Another vote for Dry Creek Kitchen....or Barndiva....if you feel like the drive to Healdsburg.  We also had a lovely lunch at Brix just outside of Yountville.  The grounds are just beautiful.

----------


## noel

If you haven't made plans in advance for dinner, Bistro Don Giovanni is one of our favorites and doesn't require a lot of planning.  We've made reservations the same day.

----------


## BrynB

Terra in St. Helena is great, and Press is fantastic as well.

----------


## Dorocke

Been to Press... we had our Welcome dinner there for our wedding.  Thanks, guys!  I will check out Terra and Bistro.  (I know Brix as we had looked at it for our wedding location.)  I have a res-y right now at Redd... And Farm at the Carneros Inn looks pretty fabulous.

----------


## Jeanette

We also enjoyed dinner at Redd which was highly recommended by Dennis's winemaker friends. We stayed in Yountville so it was a short stroll from our inn. 

If you really want stellar, there's always the French Laundry.

----------


## Dorocke

Jeanette~  It's booked solid.  I have us down for Redd!  Thanks, Ladies!

----------


## bto

Hey, Ashley, we just got back from Napa.  If your dinner plans change and you end up at Mustard's Grill, get the lemon-lime meringue pie for dessert.  Bouchon was fantastic and Cindy's Backstreet Kitchen a real treat.  Have fun!

----------


## nbs

We also enjoyed Bistro Jeanty, in Yountville.  It is a typically French bistro.

----------


## marybeth

Hi Bev!!!
Sounds like you had a great trip.  We made our first foray to wine country this June.
Hope all is well with you and yours.

mb

----------


## Dorocke

Hi Bev!  I think we've been to Cindy's for lunch... Really cute inside?  Where did you stay?  

I do need some unique wineries to try...  Here's a great link though for others headed to Napa!  
http://thirstyreader.com/the-top-fiv...e-napa-valley/

----------


## GramChop

Howdy, Bev!  I've missed your posts!  Hope all is well with you and yours.  Bisous.

----------


## bto

Hello, Ladies!  Good to hear from all of you.  
Marybeth, two years ago we did the drive down PCH like you did...fabulous....did you stop at the Hearst Castle?
Ashley, we stayed both trips at the Vintage Inn...we love it there and will be back.  Have you done the Mumm Napa tour?  We loved it.  You've been before so you may have been to these, but a few of our favorites are Merryvale, Silver Oak, Cardinale, St.
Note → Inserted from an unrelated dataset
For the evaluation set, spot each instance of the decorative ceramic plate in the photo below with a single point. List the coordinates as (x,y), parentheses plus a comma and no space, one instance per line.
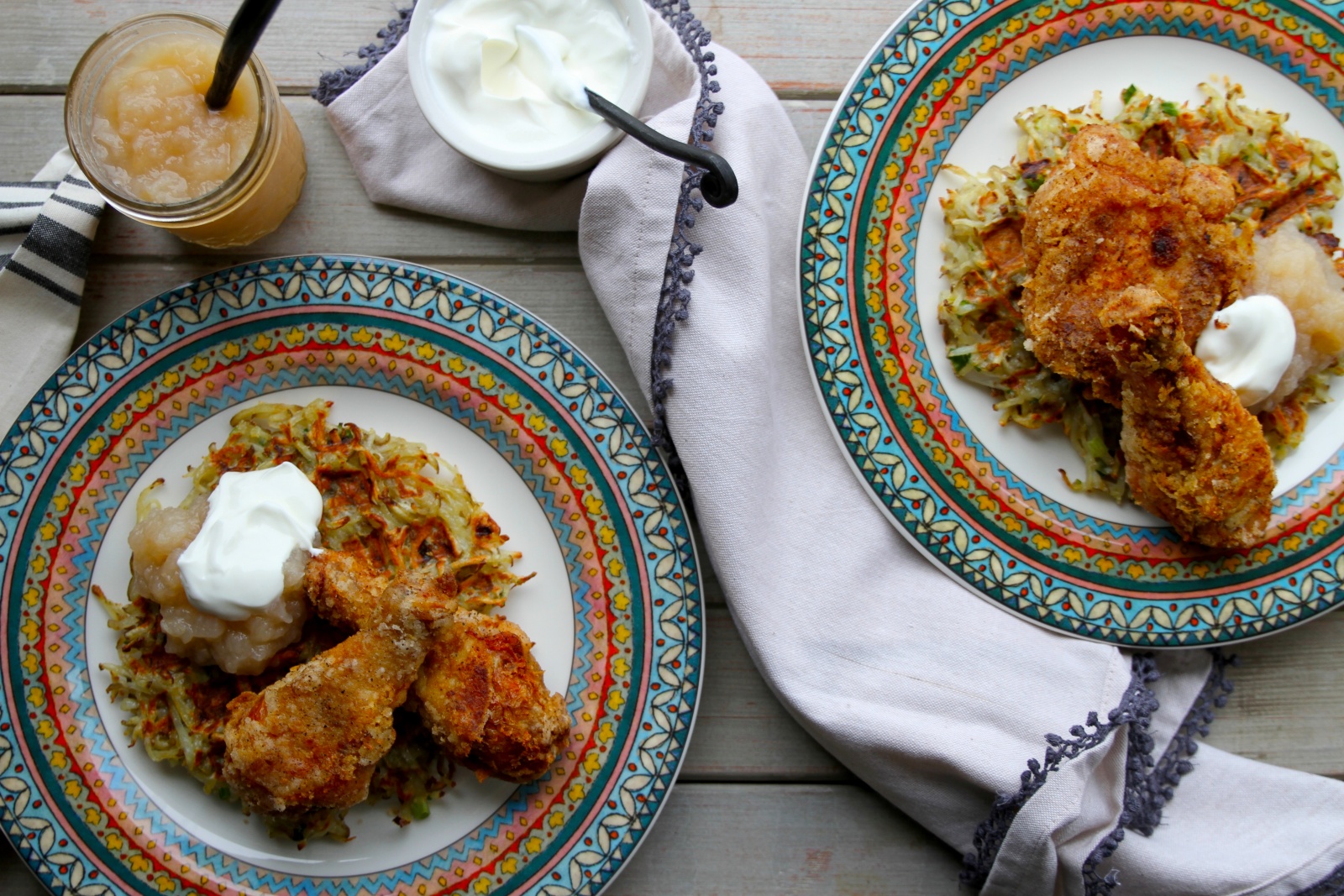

Supéry, and Castillo di Amorosa is worth a look although the wines were not our favorite this time around.  So many vineyards, so little time!!
Gramchop, all is well here, hope the same for you.  Busy time in STL.  Paris trip this year?

----------


## GramChop

Bev...unfortunately, Paris and I will not reunite in 2013 (unless I get a really wild hair).  Your avatar is mighty inspirational, however!  Busy as well pour moi in Austin! 

Back on track:  I would suggest a Jarvis tour, if you're so inclined, Ashley.  And if you can manage it, Far Niente, too!

----------


## Dorocke

Thanks, Bev & Missy!  I will keep those in mind.  Cannot wait to go.  I have a jury trial to get through first though...

----------


## amyb

Ashley, I like the new avatar. looking good!

----------


## Dorocke

Thanks, Amy!  I think that was actually our 1st year anniversary, last July ('12)...  We had just found out we were pregnant a few days before!

----------


## amyb

And how is the little dear doing?

----------


## Dorocke

She is great! She sleeps 11 hours every night. We're going to start baby food after our trip, and got her a high chair. And she's graduated to the "Infant 2" class level at daycare! (This photo is actually from a month ago- I don't have many on this work computer.)

photo.jpg

----------


## amyb

How adorable--she is fluffing out nicely.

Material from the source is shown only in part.